JASON FEIFER: Don't guess yet because that's where we're going next.

FRANK BLAKE: Okay.

JASON FEIFER
: But I like that you're willing to do it. Okay.

I tell Warren, I say, I have no idea what year Gandhi was born.

He says, doesn't matter. It's not the point, it's not a trivia contest.

What I want you to do is I want you to tell me the earliest possible year you think Gandhi was born and the latest possible year you think Gandhi was born, earliest and latest.

I said, okay.

Frank, do you want to, yeah. You were about to guess, do you want to play along?

What was the earliest and latest year you think Gandhi was born?

FRANK BLAKE: Wow. Okay. I'm going to say the latest would be 1915 and the earliest would be 1890.

JASON FEIFER: Okay. All right. Well, that's a lot better than me because I'm an idiot.

Now, I said the earliest is 1940 and the latest is 1955, which is terrible.

The answer is 1869.

Warren says the answer is 1869 and I laughed because I was embarrassed that I didn't know anything about Gandhi.

And he said, look, the point of this was not to know when Gandhi was born.

The point of this is to see how confident you are in the knowledge you think you have, because based on me saying I didn't know anything about Gandhi, I picked a 15 year band, right.

I didn't know anything. And I really offered a very narrow guess.

Now you were willing to jump in there so you felt you had more knowledge about Gandhi than I probably did, but you-

FRANK BLAKE: No, I'm just willing to guess.

JASON FEIFER: You're just willing to guess. Well, great.

And so you did something that was similar. You guessed a fairly narrow band. Your band was much wider than mine was, but still.

I said to Warren, it's funny because I guess had I really been comfortable with not knowing something and then respecting that I didn't know it, what I would've done is I would've said well, the earliest that he was born was 1600 and the latest he was born was 1980.

Why didn't I do that?

And Warren said, because you were overconfident, right? Because your bands were too narrow.

And what you need to do is in the future, be mindful of what it is that you don't know and then widen your bands, consider what you do not know and then open yourself to more information.

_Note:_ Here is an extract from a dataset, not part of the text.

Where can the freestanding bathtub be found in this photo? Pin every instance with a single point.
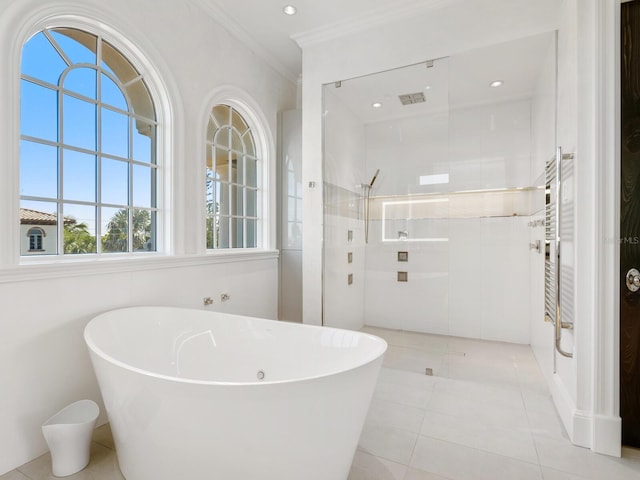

Because ultimately, what we need to do when we are trying to consider what is going to happen is that we need to be very aware of the things that we don't know so that we don't start making decisions based on things that we don't know.

Warren says, if you make one decision based on information that you think you have, but that you don't, well then you're now going to start compounding the problem by making a second decision on top of that based on the thing that you didn't know in the first place.

And soon you're really far out on a statistical limb.

And this really struck me because ever since he did this with me, I have kind of run friends through this exercise or whatever and everybody does something very similar to me.

They say they don't know anything about Gandhi and then they pick somewhere between a 15 and a 20 year band.

And I think that goes to show that we are maybe not as comfortable as we should be not knowing something.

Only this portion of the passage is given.